Sven Jacobsen’s photographs ask interesting questions about innocence and bliss. A new book concentrates on images of youthful freedom; teenagers scale fences and climb trees and plunge into lakes, they skateboard and snog and do headstands and backflips and laugh like they will never, ever stop. Any of the pictures might lead advertising campaigns for spring water or blue jeans or perfume – Jacobsen has worked as a commercial photographer for multinational corporations and knows all the seductive emotions – but there is, too, an extra edge of intimacy and challenge at work. They invite you to recall moments when you felt as alive as the people – family members, friends and models – he depicts. He calls his collection Like Birds.
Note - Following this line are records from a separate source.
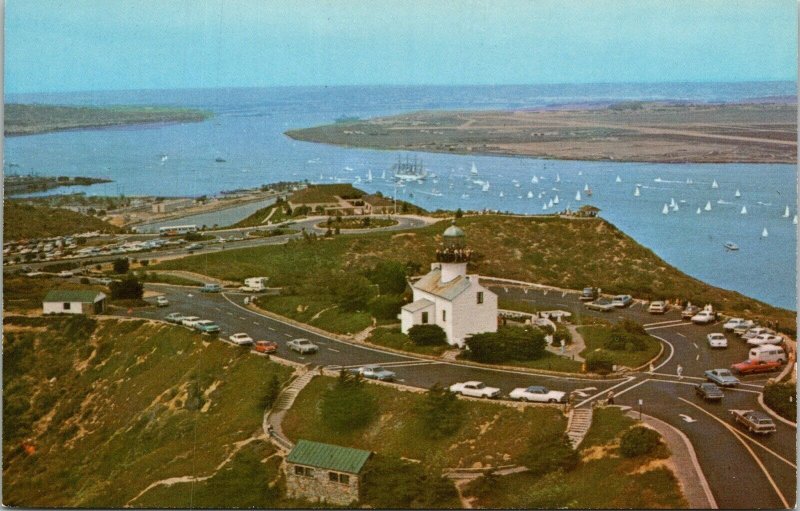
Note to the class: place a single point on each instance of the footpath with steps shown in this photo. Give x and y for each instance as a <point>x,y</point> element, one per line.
<point>580,419</point>
<point>285,400</point>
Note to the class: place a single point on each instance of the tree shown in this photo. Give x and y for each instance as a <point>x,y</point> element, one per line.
<point>427,335</point>
<point>441,413</point>
<point>348,405</point>
<point>128,288</point>
<point>121,265</point>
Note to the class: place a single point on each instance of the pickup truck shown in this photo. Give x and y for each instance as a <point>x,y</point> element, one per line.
<point>755,422</point>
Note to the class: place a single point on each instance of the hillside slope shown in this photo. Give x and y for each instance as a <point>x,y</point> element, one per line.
<point>94,412</point>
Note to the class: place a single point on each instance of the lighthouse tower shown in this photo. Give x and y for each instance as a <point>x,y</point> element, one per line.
<point>454,255</point>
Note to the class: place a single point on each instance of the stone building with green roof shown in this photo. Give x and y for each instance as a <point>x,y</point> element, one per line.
<point>325,473</point>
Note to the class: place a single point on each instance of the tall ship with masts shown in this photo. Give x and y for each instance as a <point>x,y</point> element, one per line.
<point>409,170</point>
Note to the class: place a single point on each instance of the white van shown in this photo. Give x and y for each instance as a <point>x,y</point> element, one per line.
<point>768,353</point>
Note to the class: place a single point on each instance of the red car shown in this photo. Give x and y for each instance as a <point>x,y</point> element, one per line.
<point>755,366</point>
<point>266,346</point>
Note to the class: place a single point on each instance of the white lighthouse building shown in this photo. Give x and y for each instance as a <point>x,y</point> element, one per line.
<point>450,298</point>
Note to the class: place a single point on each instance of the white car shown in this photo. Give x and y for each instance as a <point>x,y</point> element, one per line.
<point>538,394</point>
<point>704,317</point>
<point>717,340</point>
<point>475,389</point>
<point>190,321</point>
<point>765,339</point>
<point>735,323</point>
<point>241,339</point>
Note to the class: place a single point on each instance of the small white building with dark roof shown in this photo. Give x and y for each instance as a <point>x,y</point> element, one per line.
<point>450,298</point>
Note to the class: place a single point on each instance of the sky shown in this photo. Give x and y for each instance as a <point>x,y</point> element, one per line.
<point>85,45</point>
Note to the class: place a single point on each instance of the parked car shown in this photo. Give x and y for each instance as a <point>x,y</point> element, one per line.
<point>622,300</point>
<point>721,377</point>
<point>475,389</point>
<point>756,366</point>
<point>206,326</point>
<point>175,317</point>
<point>704,317</point>
<point>717,340</point>
<point>266,346</point>
<point>756,331</point>
<point>189,321</point>
<point>374,372</point>
<point>734,323</point>
<point>241,339</point>
<point>601,304</point>
<point>538,394</point>
<point>709,391</point>
<point>754,422</point>
<point>302,346</point>
<point>765,339</point>
<point>588,294</point>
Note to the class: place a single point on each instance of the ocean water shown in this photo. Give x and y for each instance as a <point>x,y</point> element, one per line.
<point>247,131</point>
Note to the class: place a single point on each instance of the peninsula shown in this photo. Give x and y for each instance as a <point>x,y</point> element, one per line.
<point>758,132</point>
<point>32,119</point>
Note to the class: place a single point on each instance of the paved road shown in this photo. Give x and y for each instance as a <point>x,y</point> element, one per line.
<point>740,468</point>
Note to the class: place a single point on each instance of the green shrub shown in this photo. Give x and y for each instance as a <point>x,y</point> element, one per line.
<point>782,397</point>
<point>427,335</point>
<point>639,441</point>
<point>600,362</point>
<point>348,405</point>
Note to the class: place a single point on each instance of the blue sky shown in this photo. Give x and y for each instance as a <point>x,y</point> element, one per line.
<point>68,45</point>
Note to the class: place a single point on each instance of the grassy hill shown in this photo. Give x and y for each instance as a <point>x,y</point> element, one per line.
<point>22,221</point>
<point>568,253</point>
<point>31,119</point>
<point>95,412</point>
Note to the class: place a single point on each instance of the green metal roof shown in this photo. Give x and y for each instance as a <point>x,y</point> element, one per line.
<point>326,456</point>
<point>73,295</point>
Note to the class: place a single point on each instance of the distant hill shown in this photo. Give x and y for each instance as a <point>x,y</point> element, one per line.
<point>23,221</point>
<point>31,119</point>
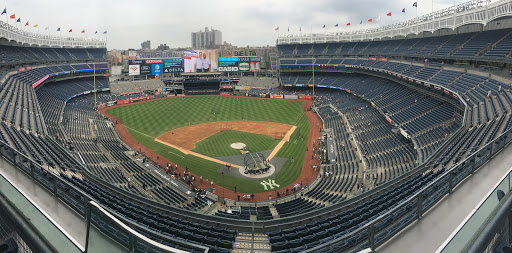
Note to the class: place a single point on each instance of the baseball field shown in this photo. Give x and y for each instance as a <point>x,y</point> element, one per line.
<point>172,128</point>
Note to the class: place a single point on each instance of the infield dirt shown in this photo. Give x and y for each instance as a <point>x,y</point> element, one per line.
<point>187,137</point>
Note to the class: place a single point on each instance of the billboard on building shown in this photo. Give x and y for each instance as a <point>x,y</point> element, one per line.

Jacobsen suggests that when he takes the pictures he is looking always for the “flow of beauty” that might unite the figure with the landscape, a sense of subject and background dissolved. He likens his process to surfing, letting a wave take over and seeing where it takes you. This picture of the underwater swimmer is typical. He captions it as a “painting” for good reason – the scene carries visual reminders of a pre-Raphaelite Ophelia, but the young woman here is very much alive, in her element, not yet ready to break the glassy surface of the water, holding her breath for dear life.

Like Birds carefully excludes almost all reference to time and place; you look in vain for a screen or a pocketed phone or a trademark. The holiday mood hardly changes as the images progress; there seem few serpents in the small paradises that Jacobsen seeks. The images, in this sense, become something of a test for more world-weary eyes: what if life were always lived in the moment, like this? And: can you ever have too much of a good thing?